La série serait peut-être plus efficace sans l’affichage du logo du magazine féminin Harper’s Bazaar en tant que partenaire (ou commanditaire ?). Alors lorsqu’on lui demande s’il ne prend pas le risque de détruire la portée de son œuvre, Lui Bolin répond, plus longuement que d’habitude : « Cela ne m’inquiète pas, lorsque je crée une œuvre, quelle qu’elle soit, elle a toujours sa propre origine artistique. Lorsque je travaille avec des marques de mode et que je fais disparaître leurs créateurs dans leurs propres œuvres, je parle en réalité du destin des personnes. Tout comme les alpinistes qui meurent au sommet d’une montagne ou les marins noyés dans la mer, les créateurs disparaissent dans les marques qu’ils ont mis une vie entière à créer. C’est aussi une chance en quelque sorte. Si le public s’inquiète pour moi, c’est uniquement parce qu’il s’agit de marques célèbres. Mais lorsque je faisais disparaître un chauffeur – au noir – de taxi chinois devant sa voiture, ou un vendeur de galettes fourrées qui avait fait ça toute sa vie devant son échoppe, c’était la même idée. Mais ces personnes n’étaient pas célèbres, donc ça n’avait attiré l’attention de personne. C’est la seule différence. »
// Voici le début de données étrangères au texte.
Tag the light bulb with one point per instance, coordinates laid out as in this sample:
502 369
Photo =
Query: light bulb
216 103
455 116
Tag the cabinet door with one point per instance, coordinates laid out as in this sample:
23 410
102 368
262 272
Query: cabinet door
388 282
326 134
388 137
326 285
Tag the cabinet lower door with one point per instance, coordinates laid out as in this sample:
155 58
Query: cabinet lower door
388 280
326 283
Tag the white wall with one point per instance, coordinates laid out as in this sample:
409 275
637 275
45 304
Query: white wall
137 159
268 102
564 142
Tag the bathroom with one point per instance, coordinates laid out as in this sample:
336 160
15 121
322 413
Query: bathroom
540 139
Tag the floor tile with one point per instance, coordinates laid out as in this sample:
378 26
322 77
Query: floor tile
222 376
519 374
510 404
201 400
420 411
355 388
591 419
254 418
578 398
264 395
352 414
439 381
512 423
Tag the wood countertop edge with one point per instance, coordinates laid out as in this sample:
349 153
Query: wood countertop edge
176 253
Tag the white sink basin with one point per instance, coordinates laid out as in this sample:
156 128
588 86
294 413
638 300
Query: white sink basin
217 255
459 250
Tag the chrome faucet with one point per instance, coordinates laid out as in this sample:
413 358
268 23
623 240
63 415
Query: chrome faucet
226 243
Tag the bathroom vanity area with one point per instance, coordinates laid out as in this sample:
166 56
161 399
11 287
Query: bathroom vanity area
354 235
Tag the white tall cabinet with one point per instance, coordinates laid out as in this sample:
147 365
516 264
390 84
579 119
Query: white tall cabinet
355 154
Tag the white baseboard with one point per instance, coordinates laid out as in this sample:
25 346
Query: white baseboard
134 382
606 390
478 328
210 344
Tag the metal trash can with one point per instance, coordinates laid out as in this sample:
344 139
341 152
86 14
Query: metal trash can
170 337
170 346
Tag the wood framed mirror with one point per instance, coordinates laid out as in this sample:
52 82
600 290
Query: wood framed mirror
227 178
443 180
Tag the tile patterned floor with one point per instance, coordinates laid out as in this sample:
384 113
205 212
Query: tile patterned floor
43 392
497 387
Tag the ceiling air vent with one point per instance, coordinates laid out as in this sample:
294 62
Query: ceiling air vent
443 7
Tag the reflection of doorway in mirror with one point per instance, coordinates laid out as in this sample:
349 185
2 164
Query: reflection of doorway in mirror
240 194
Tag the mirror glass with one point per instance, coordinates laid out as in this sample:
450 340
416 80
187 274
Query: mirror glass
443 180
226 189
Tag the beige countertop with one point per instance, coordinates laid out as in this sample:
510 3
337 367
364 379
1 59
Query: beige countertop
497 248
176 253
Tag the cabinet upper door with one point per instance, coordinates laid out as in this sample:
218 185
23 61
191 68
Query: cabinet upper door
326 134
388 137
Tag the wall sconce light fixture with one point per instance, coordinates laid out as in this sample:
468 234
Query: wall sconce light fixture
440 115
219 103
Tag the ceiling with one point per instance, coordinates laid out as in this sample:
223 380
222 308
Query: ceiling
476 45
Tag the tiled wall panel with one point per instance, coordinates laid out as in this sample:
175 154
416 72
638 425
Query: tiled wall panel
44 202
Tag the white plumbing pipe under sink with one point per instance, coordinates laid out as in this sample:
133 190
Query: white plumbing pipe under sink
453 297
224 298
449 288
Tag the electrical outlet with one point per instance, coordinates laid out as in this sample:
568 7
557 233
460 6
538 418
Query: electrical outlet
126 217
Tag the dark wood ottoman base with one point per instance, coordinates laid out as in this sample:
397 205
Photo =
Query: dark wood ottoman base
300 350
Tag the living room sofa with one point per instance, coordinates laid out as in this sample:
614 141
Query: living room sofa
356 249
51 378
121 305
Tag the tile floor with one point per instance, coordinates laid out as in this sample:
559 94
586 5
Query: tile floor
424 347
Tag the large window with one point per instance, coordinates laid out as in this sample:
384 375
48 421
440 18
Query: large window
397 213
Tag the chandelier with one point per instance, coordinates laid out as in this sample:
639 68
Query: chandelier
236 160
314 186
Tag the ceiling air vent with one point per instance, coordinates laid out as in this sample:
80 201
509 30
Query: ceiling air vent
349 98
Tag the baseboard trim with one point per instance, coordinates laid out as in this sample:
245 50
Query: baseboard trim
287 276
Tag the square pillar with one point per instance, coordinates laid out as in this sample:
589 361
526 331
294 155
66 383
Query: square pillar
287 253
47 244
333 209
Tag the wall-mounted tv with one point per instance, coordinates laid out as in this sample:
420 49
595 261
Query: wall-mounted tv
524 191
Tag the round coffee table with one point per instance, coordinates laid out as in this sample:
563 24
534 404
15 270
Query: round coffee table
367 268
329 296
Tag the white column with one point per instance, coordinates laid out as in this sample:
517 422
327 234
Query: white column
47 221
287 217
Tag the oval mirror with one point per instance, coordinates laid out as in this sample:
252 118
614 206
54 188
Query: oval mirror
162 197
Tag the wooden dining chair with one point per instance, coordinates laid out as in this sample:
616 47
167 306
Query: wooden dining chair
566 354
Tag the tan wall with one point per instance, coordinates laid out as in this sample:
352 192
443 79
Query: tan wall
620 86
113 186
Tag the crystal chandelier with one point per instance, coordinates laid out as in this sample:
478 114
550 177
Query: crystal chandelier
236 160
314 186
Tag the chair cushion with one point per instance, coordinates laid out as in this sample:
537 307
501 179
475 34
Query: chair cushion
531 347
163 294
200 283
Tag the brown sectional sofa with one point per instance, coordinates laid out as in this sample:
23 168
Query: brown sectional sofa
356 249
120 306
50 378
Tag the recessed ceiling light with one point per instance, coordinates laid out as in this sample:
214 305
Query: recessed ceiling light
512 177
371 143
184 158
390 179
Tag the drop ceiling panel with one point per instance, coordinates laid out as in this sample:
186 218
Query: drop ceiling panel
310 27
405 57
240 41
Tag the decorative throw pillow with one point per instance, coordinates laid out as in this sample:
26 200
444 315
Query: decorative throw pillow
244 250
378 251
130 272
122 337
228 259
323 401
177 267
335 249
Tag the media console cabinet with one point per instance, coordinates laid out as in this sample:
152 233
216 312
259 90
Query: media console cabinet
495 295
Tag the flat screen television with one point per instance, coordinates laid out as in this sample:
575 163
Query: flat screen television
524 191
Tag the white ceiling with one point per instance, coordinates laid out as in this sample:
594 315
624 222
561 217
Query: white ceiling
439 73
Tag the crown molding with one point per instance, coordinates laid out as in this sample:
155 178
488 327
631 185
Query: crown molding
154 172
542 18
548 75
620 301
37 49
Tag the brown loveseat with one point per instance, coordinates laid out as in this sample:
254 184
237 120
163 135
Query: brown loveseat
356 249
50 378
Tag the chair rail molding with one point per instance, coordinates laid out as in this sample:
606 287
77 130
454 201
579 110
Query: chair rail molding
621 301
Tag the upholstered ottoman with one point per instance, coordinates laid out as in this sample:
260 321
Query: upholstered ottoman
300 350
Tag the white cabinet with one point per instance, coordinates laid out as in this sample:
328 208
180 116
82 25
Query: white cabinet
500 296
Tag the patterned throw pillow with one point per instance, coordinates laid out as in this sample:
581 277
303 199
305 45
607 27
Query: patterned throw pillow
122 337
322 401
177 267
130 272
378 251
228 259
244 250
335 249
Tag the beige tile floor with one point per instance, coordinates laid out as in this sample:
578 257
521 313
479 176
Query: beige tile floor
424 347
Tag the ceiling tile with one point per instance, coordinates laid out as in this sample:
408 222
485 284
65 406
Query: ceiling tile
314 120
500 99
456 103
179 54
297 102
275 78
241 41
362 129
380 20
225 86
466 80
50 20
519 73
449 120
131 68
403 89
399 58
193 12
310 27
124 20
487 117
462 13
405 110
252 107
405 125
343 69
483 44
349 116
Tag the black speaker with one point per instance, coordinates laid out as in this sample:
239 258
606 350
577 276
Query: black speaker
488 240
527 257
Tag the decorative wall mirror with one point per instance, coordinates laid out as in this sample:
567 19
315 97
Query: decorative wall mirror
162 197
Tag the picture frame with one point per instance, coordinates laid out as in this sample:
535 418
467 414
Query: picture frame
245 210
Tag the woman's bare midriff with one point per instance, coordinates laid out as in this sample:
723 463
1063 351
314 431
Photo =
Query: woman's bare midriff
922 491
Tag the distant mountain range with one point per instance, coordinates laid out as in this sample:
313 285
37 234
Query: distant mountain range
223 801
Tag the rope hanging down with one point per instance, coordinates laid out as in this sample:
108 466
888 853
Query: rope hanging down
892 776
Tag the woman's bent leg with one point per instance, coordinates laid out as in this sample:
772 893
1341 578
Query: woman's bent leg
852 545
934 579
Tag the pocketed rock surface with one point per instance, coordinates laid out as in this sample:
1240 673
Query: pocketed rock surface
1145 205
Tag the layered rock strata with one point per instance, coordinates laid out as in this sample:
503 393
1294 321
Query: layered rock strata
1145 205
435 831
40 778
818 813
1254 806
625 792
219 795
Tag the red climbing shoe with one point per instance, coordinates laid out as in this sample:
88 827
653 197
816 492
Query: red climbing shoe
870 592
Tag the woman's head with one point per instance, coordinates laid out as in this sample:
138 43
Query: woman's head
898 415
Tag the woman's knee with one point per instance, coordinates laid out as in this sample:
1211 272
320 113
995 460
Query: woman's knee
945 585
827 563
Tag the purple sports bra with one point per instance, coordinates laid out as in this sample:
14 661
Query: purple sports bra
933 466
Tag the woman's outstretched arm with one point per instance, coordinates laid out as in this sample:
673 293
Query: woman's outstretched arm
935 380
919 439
Désormais plongé au cœur du marché de l’art, Liu Bolin se serait-il lui aussi fait avaler comme les sujets de ses performances ? Pas certain : exposé en Russie (avec la Société générale en sponsor), Liu Bolin a voulu se peindre sur la place Rouge lors du vernissage. N’ayant pas obtenu l’autorisation nécessaire, il s’est fondu dans un kiosque à journaux, hommage à la liberté d’information qui y est si souvent menacée.